L' amour de Neree.
Elegie II.
Monarque souverain de toutes choses nées,
Qui selon ton vouloir regles nos destinées,
Lumiere des esprits, delices des humains,
Qui tiens leurs libertez captives dans tes mains ;
Saincte divinité, dont j' adore l' empire ;
Amour, puissant démon de joye, et de martyre,
Faut-il que ton couroux s' allume contre moy ?
Que l' on me voye encore esclave de ta loy ?
Et que de tes ardeurs ma jeunesse eschauffée,
Te serve encore un coup de gloire et de trophée ?
J' estois comme un soldat, qui parmy les hazars
A passé sa jeunesse à la suite de Mars,
Signalé son courage au milieu des alarmes,
Et cent fois mis sa vie à la mercy des armes ;
Lors que son poil blanchit sur l' arriere-saison,
Content il se retire au sein de sa maison,
Où goustant le repos dont son ame est ravie,
Il entretient chacun des beaux faits de sa vie.
Ainsi vivant sans peine, et libre des liens,
Dont le cruel amour emprisonne les siens,
Je goustois le repos que la liberté donne ;
Et ne portant envie aux plaisirs de personne,
Dans mes contentemens, je me flattois si bien,
Qu' il n' est point de bonheur qui n' enviast le mien.
Je racontois à tous l' excessive rudesse
Dont me persecutoit ma premiere maistresse ;
Je disois ses rigueurs, et publiois aussi
L' heureux jour que je vis son courage adoucy.
Mais alors si mon coeur se pasmoit d' allegresse,
Autant est-il percé de pointes de tristesse.
Ô Nerée, ô beauté qui fais ce changement,
C' est par toy que j' acquiers la qualité d' amant ;
Tu remets dans mon sein une nouvelle flâme,
Des larmes dans mes yeux, des desirs dans mon ame,
Des plaintes dans ma bouche, et des soins dans mon coeur.
Au poinct que ton bel oeil se rendit mon vainqueur,
Une chaude sueur m' arrosa le visage,
La voix me défaillit, je perdis le courage ;
Et pour n' en point mentir il s' en fallut bien peu,
Que l' on ne s' apperceut des ardeurs de mon feu.

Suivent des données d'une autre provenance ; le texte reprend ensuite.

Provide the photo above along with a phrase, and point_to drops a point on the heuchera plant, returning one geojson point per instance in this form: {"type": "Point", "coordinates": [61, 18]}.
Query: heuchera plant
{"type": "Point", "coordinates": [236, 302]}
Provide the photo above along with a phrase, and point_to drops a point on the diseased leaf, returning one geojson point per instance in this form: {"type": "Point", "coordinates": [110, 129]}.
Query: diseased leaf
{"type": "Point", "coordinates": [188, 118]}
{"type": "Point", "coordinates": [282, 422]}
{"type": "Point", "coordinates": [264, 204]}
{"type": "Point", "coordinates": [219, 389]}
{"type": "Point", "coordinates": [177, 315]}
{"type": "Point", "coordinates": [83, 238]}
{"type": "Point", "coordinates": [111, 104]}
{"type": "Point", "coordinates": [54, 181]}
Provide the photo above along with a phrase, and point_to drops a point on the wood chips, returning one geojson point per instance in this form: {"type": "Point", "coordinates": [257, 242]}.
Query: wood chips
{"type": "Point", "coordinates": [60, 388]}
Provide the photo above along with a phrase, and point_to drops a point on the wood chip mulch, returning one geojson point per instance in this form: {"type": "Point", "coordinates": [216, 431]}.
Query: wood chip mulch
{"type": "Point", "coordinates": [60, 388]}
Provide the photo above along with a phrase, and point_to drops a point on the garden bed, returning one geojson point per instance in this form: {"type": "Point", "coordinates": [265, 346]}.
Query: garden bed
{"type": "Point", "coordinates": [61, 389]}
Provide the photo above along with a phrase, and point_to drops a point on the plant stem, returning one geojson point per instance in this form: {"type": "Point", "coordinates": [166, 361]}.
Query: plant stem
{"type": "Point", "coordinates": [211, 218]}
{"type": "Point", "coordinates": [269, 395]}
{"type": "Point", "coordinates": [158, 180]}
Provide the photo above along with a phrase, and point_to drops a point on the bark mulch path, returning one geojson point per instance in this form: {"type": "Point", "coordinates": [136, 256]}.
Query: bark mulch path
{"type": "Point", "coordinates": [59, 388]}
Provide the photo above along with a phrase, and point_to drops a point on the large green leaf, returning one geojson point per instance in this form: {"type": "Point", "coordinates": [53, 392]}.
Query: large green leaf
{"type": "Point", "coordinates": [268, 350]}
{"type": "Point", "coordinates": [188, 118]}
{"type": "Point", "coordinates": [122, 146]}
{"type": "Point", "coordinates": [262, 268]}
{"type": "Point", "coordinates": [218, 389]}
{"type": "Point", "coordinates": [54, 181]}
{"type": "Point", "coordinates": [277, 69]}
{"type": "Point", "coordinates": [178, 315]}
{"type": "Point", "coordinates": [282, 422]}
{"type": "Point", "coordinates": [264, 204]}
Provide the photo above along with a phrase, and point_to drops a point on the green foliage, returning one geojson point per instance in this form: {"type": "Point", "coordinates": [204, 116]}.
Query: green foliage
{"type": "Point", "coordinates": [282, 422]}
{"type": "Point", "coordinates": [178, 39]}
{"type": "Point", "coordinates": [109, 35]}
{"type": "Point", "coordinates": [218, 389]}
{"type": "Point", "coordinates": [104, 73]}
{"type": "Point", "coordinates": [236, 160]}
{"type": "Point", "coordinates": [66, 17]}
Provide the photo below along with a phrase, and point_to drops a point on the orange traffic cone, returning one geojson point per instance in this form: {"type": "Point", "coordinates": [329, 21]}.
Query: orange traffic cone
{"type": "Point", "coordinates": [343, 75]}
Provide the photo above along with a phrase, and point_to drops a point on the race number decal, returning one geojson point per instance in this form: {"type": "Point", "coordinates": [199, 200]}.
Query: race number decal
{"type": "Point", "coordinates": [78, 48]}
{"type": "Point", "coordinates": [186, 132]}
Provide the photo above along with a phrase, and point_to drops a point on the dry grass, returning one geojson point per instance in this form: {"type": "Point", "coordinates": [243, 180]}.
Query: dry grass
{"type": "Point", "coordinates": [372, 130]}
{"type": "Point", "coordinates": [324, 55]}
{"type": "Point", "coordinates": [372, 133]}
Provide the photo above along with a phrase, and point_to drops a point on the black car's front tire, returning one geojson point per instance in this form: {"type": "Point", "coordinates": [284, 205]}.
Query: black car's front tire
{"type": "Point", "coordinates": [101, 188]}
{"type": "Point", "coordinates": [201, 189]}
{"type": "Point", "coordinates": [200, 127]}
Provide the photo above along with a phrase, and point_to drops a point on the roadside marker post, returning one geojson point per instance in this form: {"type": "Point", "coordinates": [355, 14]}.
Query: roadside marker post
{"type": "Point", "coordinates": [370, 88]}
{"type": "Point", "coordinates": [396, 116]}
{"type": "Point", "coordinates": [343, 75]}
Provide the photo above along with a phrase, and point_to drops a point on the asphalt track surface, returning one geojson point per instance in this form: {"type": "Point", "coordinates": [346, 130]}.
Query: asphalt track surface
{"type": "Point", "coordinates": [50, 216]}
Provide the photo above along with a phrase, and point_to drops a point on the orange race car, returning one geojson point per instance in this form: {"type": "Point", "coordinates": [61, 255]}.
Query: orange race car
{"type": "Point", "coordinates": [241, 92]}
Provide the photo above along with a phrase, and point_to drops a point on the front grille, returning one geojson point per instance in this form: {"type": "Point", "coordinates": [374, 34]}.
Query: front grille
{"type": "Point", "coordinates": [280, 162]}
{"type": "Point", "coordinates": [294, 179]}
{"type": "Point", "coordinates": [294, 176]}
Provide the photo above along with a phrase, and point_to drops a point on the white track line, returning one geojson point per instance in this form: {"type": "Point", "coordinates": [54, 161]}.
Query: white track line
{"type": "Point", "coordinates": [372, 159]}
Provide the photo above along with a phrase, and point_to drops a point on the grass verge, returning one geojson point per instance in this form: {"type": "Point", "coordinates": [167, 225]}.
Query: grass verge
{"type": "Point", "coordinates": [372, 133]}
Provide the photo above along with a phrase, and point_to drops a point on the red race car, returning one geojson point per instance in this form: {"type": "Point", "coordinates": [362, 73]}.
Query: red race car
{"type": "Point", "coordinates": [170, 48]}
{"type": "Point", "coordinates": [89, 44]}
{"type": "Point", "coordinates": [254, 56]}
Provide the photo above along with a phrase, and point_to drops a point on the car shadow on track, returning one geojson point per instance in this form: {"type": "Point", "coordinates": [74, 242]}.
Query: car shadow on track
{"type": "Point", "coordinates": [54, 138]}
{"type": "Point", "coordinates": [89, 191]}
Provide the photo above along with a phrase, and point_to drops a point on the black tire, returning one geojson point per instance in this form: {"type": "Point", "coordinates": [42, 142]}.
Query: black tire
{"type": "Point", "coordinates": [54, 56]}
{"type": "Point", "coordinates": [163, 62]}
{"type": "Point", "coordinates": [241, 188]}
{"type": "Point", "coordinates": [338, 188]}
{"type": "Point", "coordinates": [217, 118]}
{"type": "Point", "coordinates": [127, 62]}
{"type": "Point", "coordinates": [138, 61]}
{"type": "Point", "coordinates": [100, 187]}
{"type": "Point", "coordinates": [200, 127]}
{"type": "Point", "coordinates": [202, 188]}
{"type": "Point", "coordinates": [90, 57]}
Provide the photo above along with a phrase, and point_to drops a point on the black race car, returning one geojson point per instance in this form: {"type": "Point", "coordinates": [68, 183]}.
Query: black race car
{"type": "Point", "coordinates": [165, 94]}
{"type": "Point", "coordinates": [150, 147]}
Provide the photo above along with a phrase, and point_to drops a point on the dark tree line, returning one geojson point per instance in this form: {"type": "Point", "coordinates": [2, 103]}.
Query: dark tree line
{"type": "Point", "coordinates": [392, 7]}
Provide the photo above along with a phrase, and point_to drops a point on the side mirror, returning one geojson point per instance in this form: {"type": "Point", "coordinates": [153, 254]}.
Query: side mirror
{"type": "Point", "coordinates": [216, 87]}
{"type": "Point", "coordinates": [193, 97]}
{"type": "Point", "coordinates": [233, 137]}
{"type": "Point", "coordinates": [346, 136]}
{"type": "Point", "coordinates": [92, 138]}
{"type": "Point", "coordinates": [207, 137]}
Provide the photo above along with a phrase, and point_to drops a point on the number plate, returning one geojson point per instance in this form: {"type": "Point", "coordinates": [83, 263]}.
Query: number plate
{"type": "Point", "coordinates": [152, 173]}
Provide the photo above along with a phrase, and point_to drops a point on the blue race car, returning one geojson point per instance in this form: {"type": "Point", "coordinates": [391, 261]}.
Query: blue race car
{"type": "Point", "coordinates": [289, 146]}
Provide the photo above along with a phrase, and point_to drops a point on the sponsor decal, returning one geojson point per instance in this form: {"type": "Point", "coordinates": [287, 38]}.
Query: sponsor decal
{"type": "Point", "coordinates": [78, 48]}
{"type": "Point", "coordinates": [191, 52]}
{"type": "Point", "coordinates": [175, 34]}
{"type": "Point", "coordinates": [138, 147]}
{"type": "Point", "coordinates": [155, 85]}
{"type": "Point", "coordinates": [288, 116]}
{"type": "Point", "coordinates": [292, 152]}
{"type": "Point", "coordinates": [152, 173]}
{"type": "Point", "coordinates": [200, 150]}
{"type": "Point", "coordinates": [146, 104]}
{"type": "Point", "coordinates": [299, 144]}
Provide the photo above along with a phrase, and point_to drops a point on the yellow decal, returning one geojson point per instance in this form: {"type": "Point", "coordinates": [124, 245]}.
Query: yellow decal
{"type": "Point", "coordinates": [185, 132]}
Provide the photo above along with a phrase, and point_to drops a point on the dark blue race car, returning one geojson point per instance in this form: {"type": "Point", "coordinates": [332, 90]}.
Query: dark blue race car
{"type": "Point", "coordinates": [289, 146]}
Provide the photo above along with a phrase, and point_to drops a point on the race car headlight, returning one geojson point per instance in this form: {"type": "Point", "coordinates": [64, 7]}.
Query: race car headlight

Vienne ce qui pourra, soit que tu favorises
L' excés de mon amour, ou que tu me mesprises ;
Semblable à ces rochers que les flots vont battant,
Je supporteray tout d' un courage constant.
Au moins j' auray la gloire en mon malheur extréme
Qu' il n' est rien de charmant au prix de ce que j' aime ;
Et comme je n' ay point d' égal en loyauté,
Que ma dame n' a point de pareille en beauté.
Aussi la veux-je aimer, mais d' une telle sorte,
Que l' on n' ait veu jamais une amitié si forte ;
Et monstrer dans ces vers tesmoins de mon soucy,
Qu' il n' est rien sous le ciel de plus aimable aussi.